Montu (named for a hawk-headed Egyptian god of war) takes the formula of Kumba and quite literally turns it on its head. Instead of sitting in a car with the track under your feet, you sit (or should I say “hang”) in a car with the track overhead. Once you leave the station, your feet hang free as you climb to a dizzying 150 feet above the ground before being dropped 13 stories, shot through a 360 degree “camelback loop” that produces an eternity of weightlessness (actually a mere three seconds), and zipped, zoomed, and zapped along nearly 4,000 feet of track that twists over, above, and even into the ground.

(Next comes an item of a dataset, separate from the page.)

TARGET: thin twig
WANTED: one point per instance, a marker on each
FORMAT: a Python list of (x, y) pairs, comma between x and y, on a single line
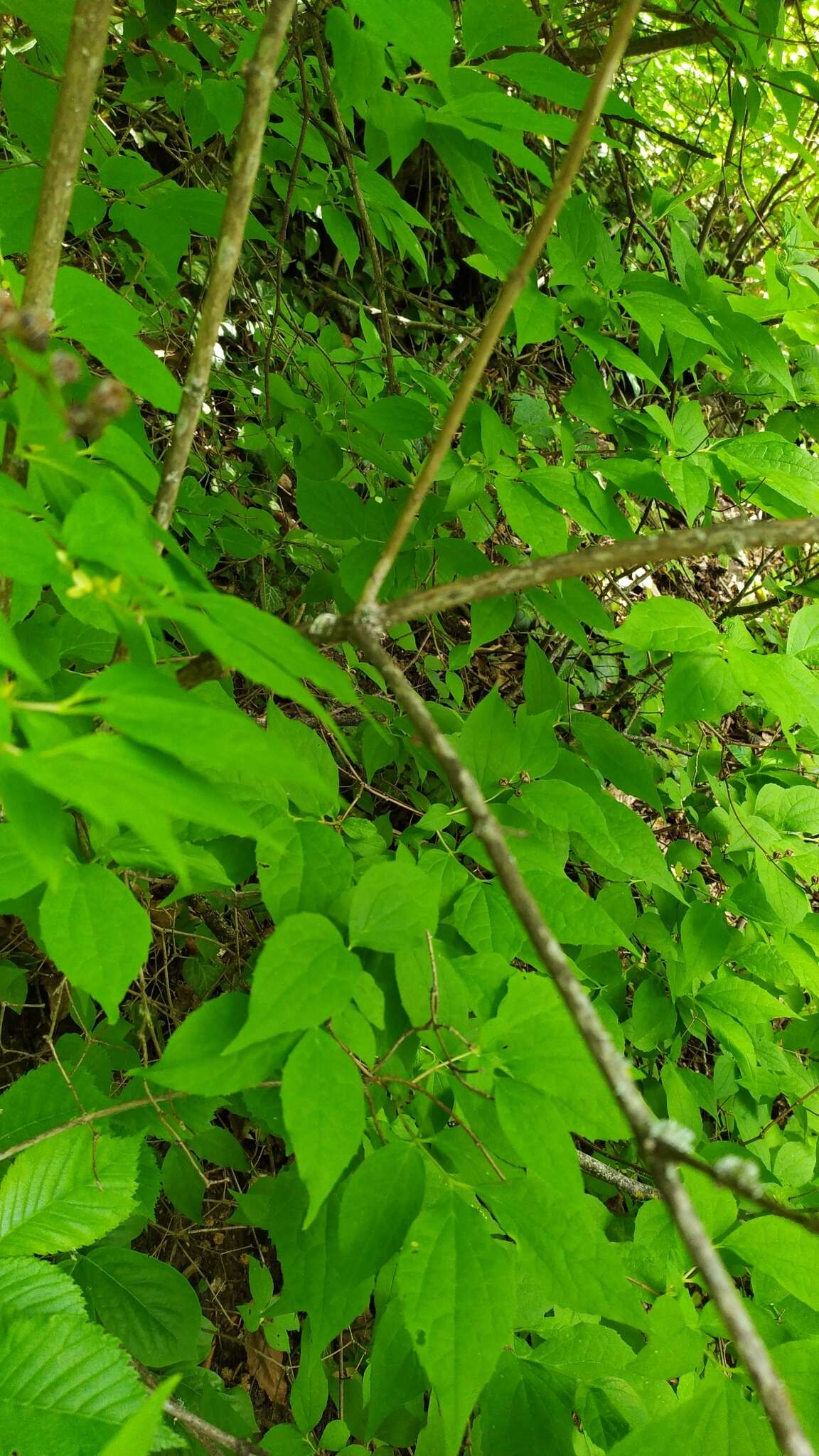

Fortunately, when you dip below ground level you do so in archaeological “excavation trenches,” in keeping with the Egyptian theme. There’s not much to see in these trenches, but then you don’t spend much time in them and you’ll probably have your eyes jammed shut anyway.
Each car holds 32 passengers. At maximum capacity, 1,700 guests can be pumped through this attraction each hour. Nonetheless, lines can be formidable. If this is your kind of ride, plan on arriving early during busy seasons.
The best seats in the house. The best (and scariest) seats are in the front row. Otherwise, the outside seats are the ones to hope for. Given the overhead design of this ride, the interior seats offer a very obstructed view, which may not be a problem if you tend to ride with your eyes shut most of the time. Getting the front seats is pretty much the luck of the draw, although every once in a while you may be able to step in when the faint of heart opt out of the front row.
Even if you can’t or don’t ride roller coasters, Montu is worth a visit for a close-up view of the crazy people who are riding. Position yourself at the black iron fence that you see as you pass through the massive temple gates that lead to the ride. Here you’ll get an exhilarating close-up look of 32 pairs of feet as they come zipping out of the first trench. If you do ride, don’t forget to look for your terrified or giddy face on the instant photos they sell.